ARTICLE ABOUT AC/DC FROM Sounds, November 20, 1976


Oh, it must have been wonderful to see this band live at this stage of their career. If there was a time machine somewhere I would go back and watch this.
Read on!

Great balls of fire

Concert review by Hugh Fielder

AC/DC
Hammersmith Odeon

AMBITIOUS THEY may have been in choosing London’s premier rock venue for their first headlining British tour, but then one thing AC/DC have never lacked is nerve.
In fact there were plenty of open spaces up in the balcony of the Hammersmith Odeon but down in the stalls it was respectably full although the crowd didn’t remain seated for more than half a minute after AC/DC’s opening number; they transformed themselves into an amorphous swaying throng at the front of the stage and remained that way until the end.
But if they’re not quite ready to fill the Hammersmith Odeon, they’ve certainly grown out of the Marquee and come a long way in the short space of time since Angus’ then unknown pearlies graced the front cover of the esteemed organ you are now clutching in your grubby mits.
They arrived at the Odeon, two thirds of the way through their `Dirty Deeds Done Cheap’ tour with the minimum of presentation.
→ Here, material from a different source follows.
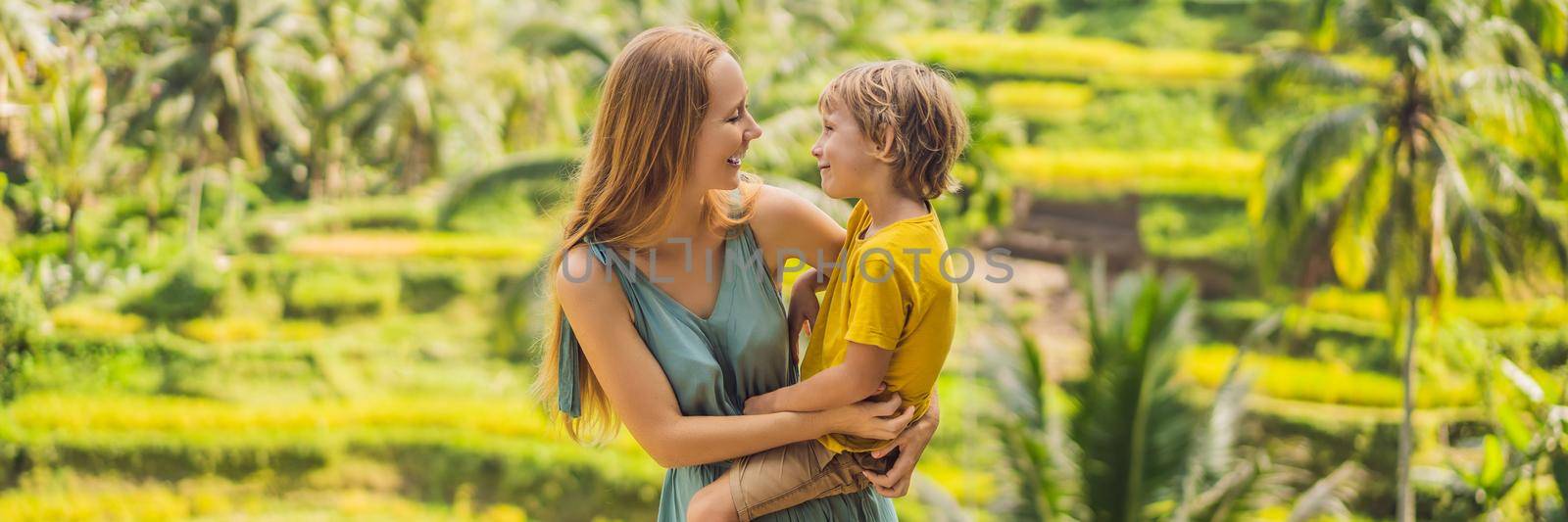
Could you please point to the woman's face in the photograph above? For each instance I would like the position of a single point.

Not for them the dry ice, laser beams, mirror balls and strobe lights used by the big brothers of rock and roll. Two rows of stage lights, two spots and a black backdrop was all we got. What with that and the stacks of Marshalls across the stage it was a return to the basic essentials of rock and roll. Unabashed rock and roll with the needle never dropping below `frantic’ on the intensity scale.
At first I thought they might have trouble getting across from the wide, bare stage to the audience — a considerable change from the hot, cramped conditions of the Marquee. But I reckoned without the band’s seemingly bottomless reserves of energy and enthusiasm.
Little Angus – who looked so small on the massive stage that he almost vanished from view every time he passed by the monitors – treated the stage like a school playground, racing from side to side, up and down the side speakers and along the three promentaries from the stage to the audience. He only stopped moving at the end when he was lying flat out on the floor. Even then his feet were still pumping furiously.
Matching him for output was singer Bon Scott whose vocal chords seemed quite unaffected by their arduous schedule as he roared through ‘Live Wire’ and `She’s Got Balls’ from their first album before giving us a taste of what’s to come with ‘I’m A Problem Child’ and ‘I’ve Got Big Balls’ (another of their delightfully testicular ditties with words written large for the audience to sing along — ‘Oh I’ve Got Big Balls/I’ve got big balls/And they’re such big balls/Dirty big balls/And he’s got Big balls/ And she’s got big balls/But we’ve got the biggest balls of all’) from their forthcoming album. There’s evidence in the new songs that they’ve sharpened up their approach, but don’t get too upset — it’s still raw, bruising rock and roll all the way and exactly the sort of thing that used to come out of Marshall speakers when I was a lad (although with considerably less clarity in those days). They wound up their act (it was a short one — less than an hour — but you can’t take or deliver that kind of pressure for long) with ‘Baby Please Don’t Go’, the old R&B classic, but such was the state of my mind by that time that I was convinced that Bon introduced the number as ‘Baby Please Don’t Blow’ (!) The song seemed on the verge of ending several times but Angus, who by this time had removed his blazer and satchel and was running amok and riding piggy back on Bon, dragged it back each time and whipped himself up into yet another frenzy. He didn’t flash his bum which was just as well as the Vice Squad have been taking an unnatural interest in the group since an ‘incident’ earlier in the tour. At the end of this tour they return to their native Australia for Christmas and an American tour in the New Year. We’ll see you in the Spring lads; I don`t think we’ll forget you in the meantime.